Para quem faz o uso perfeito (ou seja, os ciclos são sempre regulares e de duração conhecida, os cálculos são sempre corretos e o casal segue o método à risca), não há dados disponíveis sobre a eficácia. O que é compreensível, já que o nosso corpo nem sempre funciona como um reloginho.

VantagensDesvantagens
Livre de hormônios e de qualquer substância;Depende de ciclos menstruais regulares, com duração conhecida;
Está sujeito a erros de cálculo dos dias férteis estimados.

Vale lembrar, ainda, que o espermatozoide pode viver até 72h no útero e nas trompas uterinas. Por isso, mesmo para quem segue o método à risca, as relações feitas antes do primeiro dia fértil estimado têm risco de resultar em uma gravidez.

Coito interrompido

O coito interrompido é o nome da famosa prática de tirar o pênis da vagina antes que a ejaculação aconteça. Assim, evita-se que a maioria dos espermatozoides caiam no útero. 

Espera aí: como assim, “a maioria”? Pois é: o líquido pré-ejaculatório, aquele que lubrifica o pênis, também pode conter espermatozoides viáveis. Por isso, mesmo com a retirada do pênis, ainda é possível que a prática do coito interrompido leve a uma gravidez indesejada.

Não à toa a eficácia do método é de apenas 80% para o uso típico, ou seja, aquele em o pênis é removido já durante a ejaculação, ou em que não dá tempo de fazer esse movimento. Para o uso perfeito (quando o pênis é removido antes da ejaculação em todas as relações), a eficácia é de 98%.

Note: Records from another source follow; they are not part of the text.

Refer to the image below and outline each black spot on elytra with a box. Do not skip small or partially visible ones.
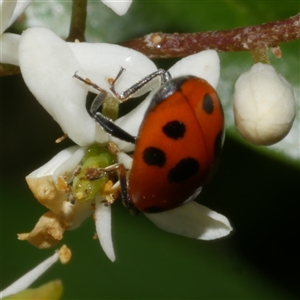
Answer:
[214,130,223,157]
[202,94,214,115]
[143,147,166,167]
[162,120,185,140]
[143,206,164,214]
[168,157,200,182]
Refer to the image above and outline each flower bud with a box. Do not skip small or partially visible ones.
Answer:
[233,63,295,145]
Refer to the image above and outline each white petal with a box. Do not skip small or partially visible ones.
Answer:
[53,146,86,181]
[233,63,296,145]
[101,0,132,16]
[19,28,101,146]
[0,0,17,34]
[68,43,156,95]
[27,146,80,178]
[0,33,21,66]
[145,201,232,240]
[169,50,220,88]
[0,0,32,34]
[0,251,59,299]
[95,196,116,262]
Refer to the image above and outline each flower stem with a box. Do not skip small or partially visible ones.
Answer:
[121,13,300,59]
[67,0,87,42]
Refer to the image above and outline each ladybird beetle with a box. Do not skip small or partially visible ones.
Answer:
[75,69,224,213]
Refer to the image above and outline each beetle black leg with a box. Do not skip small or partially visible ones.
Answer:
[87,163,139,215]
[109,68,171,101]
[74,73,136,144]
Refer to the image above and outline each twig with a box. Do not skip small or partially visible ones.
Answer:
[121,13,300,59]
[66,0,87,42]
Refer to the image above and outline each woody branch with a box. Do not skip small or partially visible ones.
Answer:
[121,13,300,59]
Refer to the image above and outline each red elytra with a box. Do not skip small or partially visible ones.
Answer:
[128,76,224,213]
[74,68,224,213]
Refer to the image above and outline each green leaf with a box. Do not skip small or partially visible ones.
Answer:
[4,280,63,300]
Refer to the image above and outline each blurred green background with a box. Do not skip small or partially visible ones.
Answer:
[0,0,300,299]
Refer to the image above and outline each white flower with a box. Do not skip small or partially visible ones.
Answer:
[101,0,132,16]
[19,28,232,261]
[0,245,72,299]
[233,63,296,145]
[0,0,32,34]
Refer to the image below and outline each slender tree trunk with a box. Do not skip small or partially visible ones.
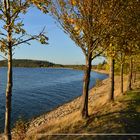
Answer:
[134,70,137,83]
[5,48,13,140]
[132,64,137,83]
[127,58,133,91]
[109,58,115,101]
[120,63,123,94]
[81,54,92,119]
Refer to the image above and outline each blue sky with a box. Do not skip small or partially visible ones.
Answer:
[0,8,102,64]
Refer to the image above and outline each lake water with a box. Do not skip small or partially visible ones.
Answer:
[0,68,108,131]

Outro ponto de alerta relevante é que o coito interrompido depende totalmente da ação da pessoa com quem você está, diminuindo a sua autonomia na hora de se proteger. Por isso, é necessário construir uma relação com bastante confiança, com uma pessoa que conhece bem os sinais do próprio corpo e está tão comprometida quanto você a evitar a gravidez indesejada.

VantagensDesvantagens
Livre de hormônios e de qualquer substância;Depende do autoconhecimento, autocontrole e comprometimento da outra pessoa;
O líquido pré-ejaculatório contém espermatozoides, então sempre há risco de gravidez;
Não protege contra ISTs.

Sexo sem penetração vaginal

Quando falamos sobre sexo, a penetração vaginal não precisa estar sempre envolvida. E é basicamente nisso que consiste este método contraceptivo: na relação em que não há contato entre o pênis e a vagina (embora possa haver contato com a vulva!).

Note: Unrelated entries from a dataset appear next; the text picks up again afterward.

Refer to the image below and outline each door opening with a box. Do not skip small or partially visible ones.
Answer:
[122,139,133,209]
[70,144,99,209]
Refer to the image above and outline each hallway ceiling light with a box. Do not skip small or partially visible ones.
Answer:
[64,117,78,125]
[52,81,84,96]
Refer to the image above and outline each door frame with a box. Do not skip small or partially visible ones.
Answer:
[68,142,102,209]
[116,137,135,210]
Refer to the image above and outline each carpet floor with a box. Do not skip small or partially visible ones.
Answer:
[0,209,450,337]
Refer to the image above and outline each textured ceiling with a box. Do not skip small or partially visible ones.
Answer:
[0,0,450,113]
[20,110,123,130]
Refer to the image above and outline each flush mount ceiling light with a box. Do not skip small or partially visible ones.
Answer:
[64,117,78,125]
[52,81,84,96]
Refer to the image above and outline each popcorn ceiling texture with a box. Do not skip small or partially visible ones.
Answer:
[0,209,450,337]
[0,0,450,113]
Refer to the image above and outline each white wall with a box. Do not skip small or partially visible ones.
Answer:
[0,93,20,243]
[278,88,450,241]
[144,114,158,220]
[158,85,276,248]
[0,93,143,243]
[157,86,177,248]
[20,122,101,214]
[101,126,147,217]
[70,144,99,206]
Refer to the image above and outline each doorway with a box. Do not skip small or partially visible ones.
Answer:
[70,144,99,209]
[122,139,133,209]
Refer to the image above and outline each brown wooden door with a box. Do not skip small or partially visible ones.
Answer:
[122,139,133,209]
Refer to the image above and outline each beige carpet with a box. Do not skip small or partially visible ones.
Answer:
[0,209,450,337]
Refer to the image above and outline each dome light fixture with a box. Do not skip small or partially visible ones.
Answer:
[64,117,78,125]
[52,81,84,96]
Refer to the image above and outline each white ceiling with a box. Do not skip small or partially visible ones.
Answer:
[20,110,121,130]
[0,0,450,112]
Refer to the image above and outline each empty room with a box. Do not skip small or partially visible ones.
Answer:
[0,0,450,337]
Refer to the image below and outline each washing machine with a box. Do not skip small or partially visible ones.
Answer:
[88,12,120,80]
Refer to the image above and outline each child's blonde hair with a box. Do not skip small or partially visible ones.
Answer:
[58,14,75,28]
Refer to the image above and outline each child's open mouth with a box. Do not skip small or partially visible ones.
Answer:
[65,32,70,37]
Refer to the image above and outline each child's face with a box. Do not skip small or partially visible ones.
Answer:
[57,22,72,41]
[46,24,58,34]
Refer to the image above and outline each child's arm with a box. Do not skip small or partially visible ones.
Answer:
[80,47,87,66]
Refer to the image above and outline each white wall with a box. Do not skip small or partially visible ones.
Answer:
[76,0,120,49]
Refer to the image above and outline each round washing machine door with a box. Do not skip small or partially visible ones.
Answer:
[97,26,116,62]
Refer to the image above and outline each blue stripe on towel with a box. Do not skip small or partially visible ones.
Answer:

A matemática é simples: sem ejaculação na vagina, não existe nenhuma possibilidade de gravidez. Mas atenção: para que a eficácia seja de 100%, não pode haver nenhum tipo de contato entre a secreção do pênis com a vagina, seja por meio do próprio pênis, de mãos ou de brinquedos.

Mesmo sem penetração, deve haver cuidado e atenção, em especial após a ejaculação.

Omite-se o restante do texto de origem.